Metadata: If you load in a file with metadata, LILT creates and populates custom fields for each TM/TB entry as the file is added to the Data Source. Metadata can be useful for providing context about translations. Metadata fields for each Translation Memory entry can be modified from within LILT by opening a TM/TB entry for editing. More details on this can be found in the Managing Termbase and Translation Memory Entries article.
When uploading a file with metadata fields, you will be presented with a popup form to map the metadata fields to existing metadata fields or new metadata fields.

Deleting Data Source files

  1. Select the files you want to delete by clicking the checkbox next to the resource name. Alternatively, you can select all files with the Select all button. If any files are selected, this turns into a Deselect button that will deselect all the resources currently selected.
  2. Click the Delete button in the upper-right to bring up a popup to confirm you want to permanently delete the selected resources. Deleting a resource permanently removes all that resource’s TM/TB entries from the Data Source.

Data Source Maintenance Best Practices

This section provides insights into various tactics that project managers can utilize to enhance localization workflows by leveraging data sources.

TMX File Uploads

  • TM files under 200 MB can be directly uploaded to LILT.
  • For TM files over 200 MB, compress the TMX file and upload it as .tmx.zip. Currently, LILT supports only TMX file format for zipped memory files.
For additional information on file support, refer to the Supported File Formats documentation.
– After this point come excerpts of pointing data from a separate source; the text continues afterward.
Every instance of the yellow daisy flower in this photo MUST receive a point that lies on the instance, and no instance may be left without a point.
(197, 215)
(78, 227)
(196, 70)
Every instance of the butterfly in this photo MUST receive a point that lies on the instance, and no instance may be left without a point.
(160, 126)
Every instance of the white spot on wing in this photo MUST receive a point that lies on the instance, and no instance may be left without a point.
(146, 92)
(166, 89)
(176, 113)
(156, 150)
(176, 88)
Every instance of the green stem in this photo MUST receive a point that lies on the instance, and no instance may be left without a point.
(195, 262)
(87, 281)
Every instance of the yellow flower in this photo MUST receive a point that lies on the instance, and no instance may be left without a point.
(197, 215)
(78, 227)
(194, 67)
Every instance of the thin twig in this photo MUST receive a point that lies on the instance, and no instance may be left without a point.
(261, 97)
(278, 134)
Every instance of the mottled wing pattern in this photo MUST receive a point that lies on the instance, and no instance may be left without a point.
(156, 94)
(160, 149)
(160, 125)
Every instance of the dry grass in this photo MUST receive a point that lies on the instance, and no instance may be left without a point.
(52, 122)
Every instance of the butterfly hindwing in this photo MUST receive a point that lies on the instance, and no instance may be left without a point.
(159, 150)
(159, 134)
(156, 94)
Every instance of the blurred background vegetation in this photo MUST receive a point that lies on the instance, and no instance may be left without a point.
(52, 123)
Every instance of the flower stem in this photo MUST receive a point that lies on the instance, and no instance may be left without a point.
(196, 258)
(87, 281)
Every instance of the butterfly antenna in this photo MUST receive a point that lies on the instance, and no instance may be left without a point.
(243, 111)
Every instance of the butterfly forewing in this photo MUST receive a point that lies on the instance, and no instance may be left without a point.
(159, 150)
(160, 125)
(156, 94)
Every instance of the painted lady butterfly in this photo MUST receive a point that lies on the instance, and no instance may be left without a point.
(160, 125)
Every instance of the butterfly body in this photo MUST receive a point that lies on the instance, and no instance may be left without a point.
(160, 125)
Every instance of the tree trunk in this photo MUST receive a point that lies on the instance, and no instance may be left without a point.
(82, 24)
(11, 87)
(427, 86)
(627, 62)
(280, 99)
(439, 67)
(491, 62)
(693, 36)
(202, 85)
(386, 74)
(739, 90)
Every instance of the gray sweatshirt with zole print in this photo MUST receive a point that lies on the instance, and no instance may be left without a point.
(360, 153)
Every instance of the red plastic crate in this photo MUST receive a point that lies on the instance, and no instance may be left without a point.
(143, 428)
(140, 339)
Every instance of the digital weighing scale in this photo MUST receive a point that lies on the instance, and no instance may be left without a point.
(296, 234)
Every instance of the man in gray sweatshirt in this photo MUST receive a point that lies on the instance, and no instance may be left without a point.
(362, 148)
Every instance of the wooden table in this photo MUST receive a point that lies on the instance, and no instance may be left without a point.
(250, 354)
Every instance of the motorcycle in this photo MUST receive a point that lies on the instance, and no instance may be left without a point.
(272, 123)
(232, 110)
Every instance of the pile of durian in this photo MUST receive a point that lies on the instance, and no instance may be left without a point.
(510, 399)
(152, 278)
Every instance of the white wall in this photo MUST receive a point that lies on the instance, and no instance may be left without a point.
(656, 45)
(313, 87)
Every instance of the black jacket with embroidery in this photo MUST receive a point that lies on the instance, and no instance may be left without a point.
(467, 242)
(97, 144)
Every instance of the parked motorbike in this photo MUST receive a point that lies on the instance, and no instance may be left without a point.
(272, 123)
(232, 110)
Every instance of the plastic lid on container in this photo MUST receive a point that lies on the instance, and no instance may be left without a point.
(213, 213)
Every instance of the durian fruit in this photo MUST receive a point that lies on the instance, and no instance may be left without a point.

Termbase (TB) CSV File Formatting

Prior to uploading CSV files, consider the following:
  • For immediate visibility to translators, set the Default TB Entry Status to Reviewed.
  • For entries requiring linguist review before use, set the Default TB Entry Status to Unreviewed or Draft.
CSV files should be formatted with the first two columns for source and target text, respectively. Rows lacking either will not be imported. Termbase CSV files may include an optional header row.
Note: Wrap text containing commas in quotes to ensure correct parsing. Omitting quotes will lead to parsing at the first encountered comma. For header row CSV files, utilize the Termbase (TB, with header) import option. Metadata columns in CSV files, like status or dates, enhance translation content understanding. Ensure no unwanted spaces exist in CSV files, as spaces post-commas are included upon import.

TMX File Preparation

Before upload:
  • Remove outdated TM entries by date.
  • Eliminate duplicate entries with identical source text but differing target texts.

TMX File Naming

Use informative labels, including the date, content type, and project or product name, to facilitate easier tracking and organization. Naming Convention Example: [DATE]-[CONTENT TYPE]-[NAME]

Managing TM Repetition

LILT Translate adds translated segments to the Data Source, stacking duplicate source/target pairs for clarity. Project managers decide on the frequency and necessity of duplicate removals, accessible via the Manage entries page in the Sources tab.

Archiving Projects

To preserve TM entries while removing a project from the list, opt for archiving over deletion. Archiving retains TM entries within the Data Source, whereas deletion removes them. Consider downloading TM and TB entries before deleting a project for future use.

TMX Files and Machine Translation

Uploaded TMX files are immediately learned by the associated Data Source’s Contextual AI model, unaffected by subsequent deletions. While the most recent documents significantly influence translation outputs, retaining older, relevant translations is advisable for comprehensive data retention. For outdated TMX files still holding value, uploading for Concordance only allows their indexing without affecting Contextual AI training or TM results.